New Delhi: A controversy erupted today when Union Defence Minister Rajnath Singh at a book launch event said that it was Mahatma Gandhi who had advised Veer Savarkar to apologise to the British government. There are some people who are bent on proving freedom fighter Veer Savarkar a coward. Naturally, the minister’s statement did not sit well with these people.
Zee News Editor-in-Chief Sudhir Chaudhary on Wednesday (October 13) discussed the truth behind Savarkar’s mercy petitions that he wrote to the British government while he served the ‘Kala Pani’ sentence.
There are some people who dislike Savarkar and do not want to acknowledge his friendship with Gandhi. They should know that Gandhi wrote an article supporting Savarkar and also appealed to the British for his release.
Veer Savarkar sent a total of 6 mercy petitions to the British government during the punishment of ‘Kala Pani’ out of which five petitions were sent between 1911 and 1919, while one petition was sent in 1920 on the suggestion of Mahatma Gandhi. But some people are arguing that when Mahatma Gandhi came to India from South Africa in the year 1915, how he advised Veer Savarkar to apologise.
Veer Savarkar was first arrested in London in 1909. One of the charges on Savarkar was the abetment to murder of Nashik Collector Jackson. He was also accused of trying to create a war-like situation by instigating a rebellion against the British government. This proves that the British government at that time considered him to be his biggest enemy and he was one of the biggest revolutionaries of India.
After his arrest, he was sent to the Cellular Jail in Andaman and Nicobar Islands in the year 1911, which was then also known as Kala Pani Jail. During this sentence, Veer Savarkar was subjected to terrible torture, after which he wrote the first letter to the British government on 30th August 1911 and pleaded the British to waive his sentence. But after 3 days, his petition was rejected.
After this, on 14th November 1913, he filed another petition in which he assured not to rebel against the British government. However, there is a difference of opinion among historians about whether this letter should be considered only an apology or a war strategy because Savarkar knew that revolution cannot be brought by being imprisoned in jail and that it was important for him to get out.

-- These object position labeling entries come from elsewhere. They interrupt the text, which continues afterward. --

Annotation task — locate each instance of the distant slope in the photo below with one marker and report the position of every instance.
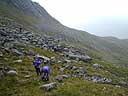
(36, 18)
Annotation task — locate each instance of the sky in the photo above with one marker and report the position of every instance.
(100, 17)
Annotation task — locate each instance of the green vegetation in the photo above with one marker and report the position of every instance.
(21, 86)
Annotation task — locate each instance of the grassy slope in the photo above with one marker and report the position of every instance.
(21, 86)
(113, 52)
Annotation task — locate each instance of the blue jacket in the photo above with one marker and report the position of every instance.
(37, 63)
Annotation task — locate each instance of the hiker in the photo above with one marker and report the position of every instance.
(45, 73)
(36, 64)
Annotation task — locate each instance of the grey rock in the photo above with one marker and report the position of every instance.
(18, 61)
(12, 72)
(99, 79)
(97, 66)
(27, 76)
(1, 55)
(49, 86)
(2, 75)
(16, 52)
(61, 78)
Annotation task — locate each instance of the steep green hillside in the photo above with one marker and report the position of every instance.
(72, 76)
(35, 18)
(20, 85)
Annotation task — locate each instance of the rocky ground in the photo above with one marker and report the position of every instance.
(73, 71)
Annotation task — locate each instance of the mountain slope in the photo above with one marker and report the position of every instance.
(35, 18)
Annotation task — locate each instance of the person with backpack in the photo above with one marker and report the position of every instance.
(36, 64)
(45, 73)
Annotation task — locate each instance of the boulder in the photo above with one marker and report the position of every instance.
(27, 76)
(80, 72)
(18, 61)
(16, 52)
(12, 72)
(2, 75)
(1, 55)
(60, 78)
(99, 79)
(96, 66)
(49, 86)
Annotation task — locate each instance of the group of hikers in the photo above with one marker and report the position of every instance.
(42, 72)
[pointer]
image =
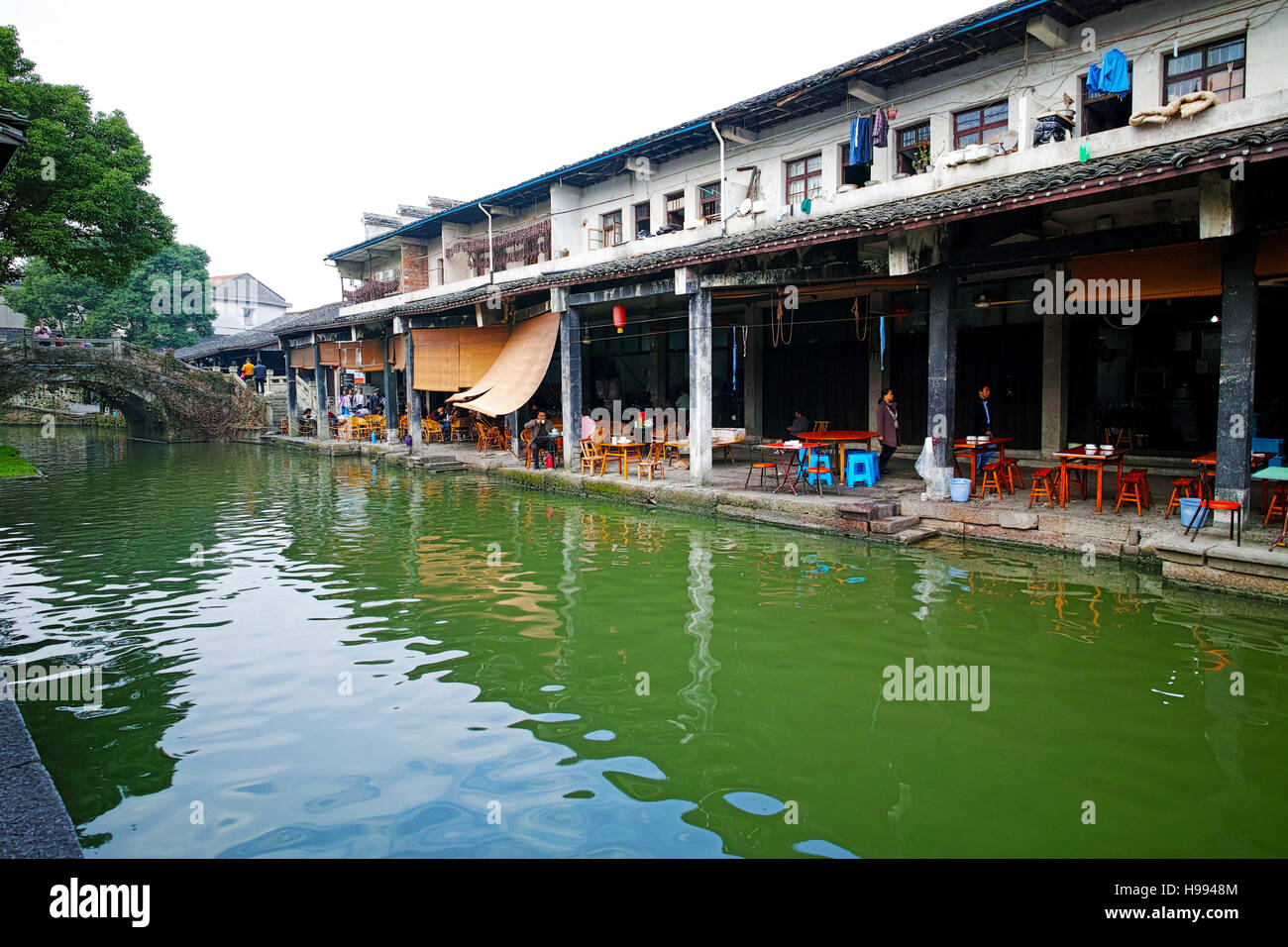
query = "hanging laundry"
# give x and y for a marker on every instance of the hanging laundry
(879, 129)
(1093, 81)
(1111, 77)
(861, 141)
(1113, 73)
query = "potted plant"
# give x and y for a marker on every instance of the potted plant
(921, 158)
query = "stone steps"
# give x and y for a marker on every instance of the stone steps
(914, 535)
(893, 525)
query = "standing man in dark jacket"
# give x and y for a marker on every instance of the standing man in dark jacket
(982, 425)
(888, 428)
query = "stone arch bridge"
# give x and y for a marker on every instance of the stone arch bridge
(160, 397)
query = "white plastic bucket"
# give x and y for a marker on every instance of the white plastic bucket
(960, 488)
(1190, 510)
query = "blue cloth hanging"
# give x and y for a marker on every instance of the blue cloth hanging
(1111, 76)
(1113, 73)
(861, 141)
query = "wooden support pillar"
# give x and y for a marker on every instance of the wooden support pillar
(752, 376)
(292, 414)
(1055, 377)
(941, 384)
(570, 381)
(390, 390)
(1237, 355)
(412, 397)
(699, 386)
(320, 393)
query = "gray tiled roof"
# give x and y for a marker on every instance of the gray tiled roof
(259, 337)
(875, 219)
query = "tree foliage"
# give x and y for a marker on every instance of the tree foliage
(73, 195)
(64, 302)
(165, 302)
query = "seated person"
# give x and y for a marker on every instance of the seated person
(542, 436)
(800, 424)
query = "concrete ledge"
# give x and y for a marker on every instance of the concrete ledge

He served the terrible punishment for 10 years and during this time sent a total of six mercy petitions to the government in 1911, 1913, 1914, 1915, 1918 and 1920.
In 1919, after the first World War, King George V of Britain issued an order, under which all political prisoners in prisons were pardoned. This was a gift to the people of India because during the war many leaders, including Mahatma Gandhi, had taken an oath of allegiance to the British.
Under this order, many prisoners were also released from the Cellular Jail in Andaman, but the British government did not pardon Vinayak Savarkar and his elder brother Ganesh Damodar Savarkar.
After this Savarkar’s younger brother Narayan Rao Savarkar wrote a letter to Mahatma Gandhi on 18 January 1920, which was cited by Vikram Sampath in his book titled ‘Savarkar: Echoes from a Forgotten Past’.
He asked Gandhi’s advice and help in that situation. He wrote that Savarkar had been serving the sentence for almost 10 years and that his health had suffered a lot and his weight has come down to 45 kg.
A week later, Mahatma Gandhi replied to this letter on 25 January 1920. He writes, “I have received your letter. It is difficult to give any advice in this matter. But I will give you a suggestion that you should prepare a detailed petition to prove Vinayak Savarkar to be a political prisoner.” Gandhi said that this could generate public support.
It was only after Mahatma Gandhi’s suggestion that Veer Savarkar sent his sixth and last mercy petition to the British government, which was later rejected like the rest of the petitions.
Gandhi had also written an article in Young India newspaper on 26 May 2020, titled “Savarkar Brothers” calling for his release.
Veer Savarkar remained in jail for a total of 15 years, out of which he spent 10 years in Kala Pani, which was considered the most dreadful prison. Apart from this, he was also under house arrest for 13 years in Ratnagiri district of Maharashtra.
A freedom fighter who spent almost 28 years of his life in such terrible situation for the freedom of the country – Can his patriotism be doubted? But there are some people in the country who are used to playing politics over it.